Uhlig T, Kuss O, Kuppe H, Joubert-Hübner E, Nötzold A, Schmucker P, Dendorfer A
Klinik für Anästhesie, Medizinische Universität zu Lübeck.
Anasthesiol Intensivmed Notfallmed Schmerzther. 1998 Jun;33 Suppl 2:S99-105. doi: 10.1055/s-2007-994886.
Several studies documented higher complication rates after cardiac surgery in patients with splanchnic hypoperfusion. Although it is prone to errors, gastric tonometry probably is the method of choice for detecting splanchnic hypoperfusion. While there are many reasons for splanchnic hypoperfusion, low cardiac output because of hypovolemia is one of the important ones in cardiac surgery. Thereby endogenous vasoactive substances, such as angiotensin II and the kinins, might be of special interest.
Following approval from the local ethics committee, 40 patients undergoing elective cardiac surgery were studied. Every patient received a TRIP NGS Catheter (Tonometrics Division Instrumentarium Corp., Helsinki, Finland). Using radioimmunoassays and chromatography angiotensin II and bradykinin was measured before, during and immediately after cardiopulmonary bypass. Using saline tonometry gastric mucosal CO2 was measured ten times perioperatively. Patients were shifted into two groups by dichotomization at the median of gastric mucosal pH (pHi) and the pCO2 gap (gastric mucosal pCO2-arterial pCO2) before surgery. Volume substitution, use of vasoactive drugs, haemodynamic instability and time of extubation were documented.
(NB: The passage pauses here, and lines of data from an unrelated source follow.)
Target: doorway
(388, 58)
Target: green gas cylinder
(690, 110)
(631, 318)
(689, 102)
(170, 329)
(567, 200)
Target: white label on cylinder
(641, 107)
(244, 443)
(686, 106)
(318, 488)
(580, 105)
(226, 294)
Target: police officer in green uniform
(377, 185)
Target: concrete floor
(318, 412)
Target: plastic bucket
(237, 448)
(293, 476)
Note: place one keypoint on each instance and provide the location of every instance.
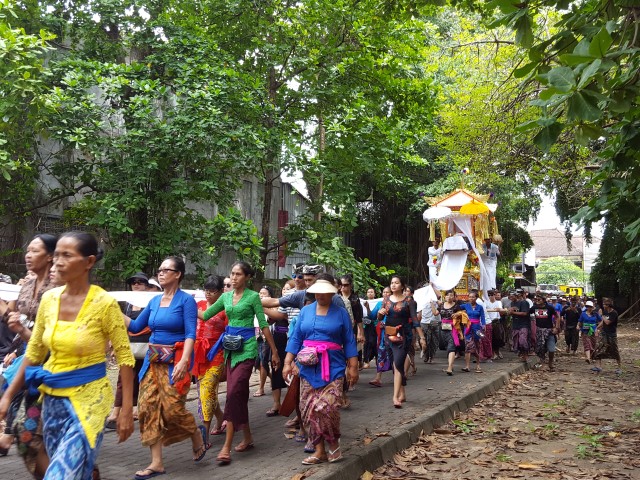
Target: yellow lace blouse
(79, 344)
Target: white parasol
(435, 213)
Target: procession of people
(319, 335)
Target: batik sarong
(486, 343)
(385, 356)
(71, 457)
(572, 338)
(588, 342)
(520, 340)
(320, 409)
(497, 335)
(208, 392)
(607, 347)
(545, 342)
(432, 337)
(162, 414)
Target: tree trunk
(269, 171)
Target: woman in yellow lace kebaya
(73, 326)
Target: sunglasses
(162, 271)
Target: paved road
(371, 415)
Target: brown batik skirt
(236, 408)
(161, 409)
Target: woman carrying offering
(73, 327)
(587, 325)
(208, 372)
(324, 344)
(240, 349)
(474, 332)
(400, 313)
(164, 377)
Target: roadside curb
(383, 448)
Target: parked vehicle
(549, 289)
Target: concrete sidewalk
(372, 430)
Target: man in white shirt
(493, 308)
(490, 255)
(435, 259)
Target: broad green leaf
(582, 108)
(582, 49)
(524, 70)
(562, 78)
(600, 43)
(572, 59)
(586, 133)
(588, 73)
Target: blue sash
(247, 333)
(36, 376)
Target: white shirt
(437, 253)
(491, 253)
(491, 316)
(428, 316)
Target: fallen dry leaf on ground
(570, 424)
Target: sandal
(223, 458)
(293, 423)
(152, 473)
(334, 455)
(203, 432)
(219, 430)
(313, 460)
(243, 447)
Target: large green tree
(586, 61)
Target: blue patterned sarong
(67, 446)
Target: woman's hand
(124, 424)
(9, 358)
(179, 370)
(275, 360)
(352, 375)
(287, 371)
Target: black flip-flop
(154, 473)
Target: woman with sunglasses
(164, 377)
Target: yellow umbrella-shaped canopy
(474, 208)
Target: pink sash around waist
(322, 347)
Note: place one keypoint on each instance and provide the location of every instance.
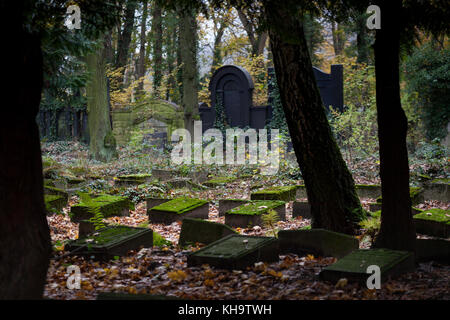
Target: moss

During cardiopulmonary bypass group I (pHi < 7.32 and CO2 gap > 3.85 mmHg) showed higher expression of angiotensin II and lower expression of bradykinin then group II (pHi > 7.32 and CO2 gap < 3.85 mmHg). The most significant difference was found on bypass. Immediately post bypass there was still a difference in the bradykinin expression. Before bypass no differences was found. In group I significantly more volume had to be substituted for haemodynamic stabilisation. These patients needed more often vasoactive drugs and in tendency were extubated later. At the time of extubation no group-difference was found as in the pHi as in the CO2 gap as in the amount of substituted volume. Patients with previous high pHi and low CO2 gap had lowest respectively highest values at the time, when fluid-balance was most negative.
Splanchnic hypoperfusion in cardiac surgery probably correlates with hypovolemia and therefore leads to vasoconstriction, wich is shown in higher expression of angiotensin II and lower of bradykinin. Gastric mucosal tonometry in cardiac surgery probably detects hypovolemia and therefore predicts haemodynamic instability. Therefore gastric mucosal tonometry could probably be used as a therapeutical sign for a sufficient cardiac output and therefore for tissue oxygenation in general.
多项研究记录了内脏低灌注患者心脏手术后较高的并发症发生率。尽管胃张力测定法容易出错,但它可能是检测内脏低灌注的首选方法。内脏低灌注有多种原因,而血容量不足导致的心输出量降低是心脏手术中的重要原因之一。因此,诸如血管紧张素II和激肽等内源性血管活性物质可能特别值得关注。
经当地伦理委员会批准,对40例行择期心脏手术的患者进行研究。每位患者均置入一根TRIP NGS导管(芬兰赫尔辛基Instrumentarium公司张力测定部)。采用放射免疫分析法和色谱法测定体外循环前、中及后即刻的血管紧张素II和缓激肽水平。采用生理盐水张力测定法在围手术期对胃黏膜二氧化碳进行10次测量。根据术前胃黏膜pH值(pHi)和pCO2差值(胃黏膜pCO2 - 动脉血pCO2)的中位数将患者分为两组。记录液体补充量、血管活性药物的使用、血流动力学不稳定情况及拔管时间。
在体外循环期间,I组(pHi < 7.32且CO2差值> 3.85 mmHg)的血管紧张素II表达较高,缓激肽表达低于II组(pHi > 7.32且CO2差值< 3.85 mmHg)。在体外循环时差异最为显著。体外循环后即刻缓激肽表达仍有差异。体外循环前未发现差异。在I组中,为稳定血流动力学需要补充更多的液体。这些患者更常需要血管活性药物,且倾向于更晚拔管。在拔管时,在pHi、CO2差值及补充液体量方面未发现组间差异。术前pHi高且CO2差值低的患者在液体平衡最负时分别具有最低和最高值。
心脏手术中的内脏低灌注可能与血容量不足相关,因此导致血管收缩,表现为血管紧张素II表达升高和缓激肽表达降低。心脏手术中的胃黏膜张力测定可能检测出血容量不足,从而预测血流动力学不稳定。因此,胃黏膜张力测定可能用作心输出量充足及总体组织氧合充足的治疗指标。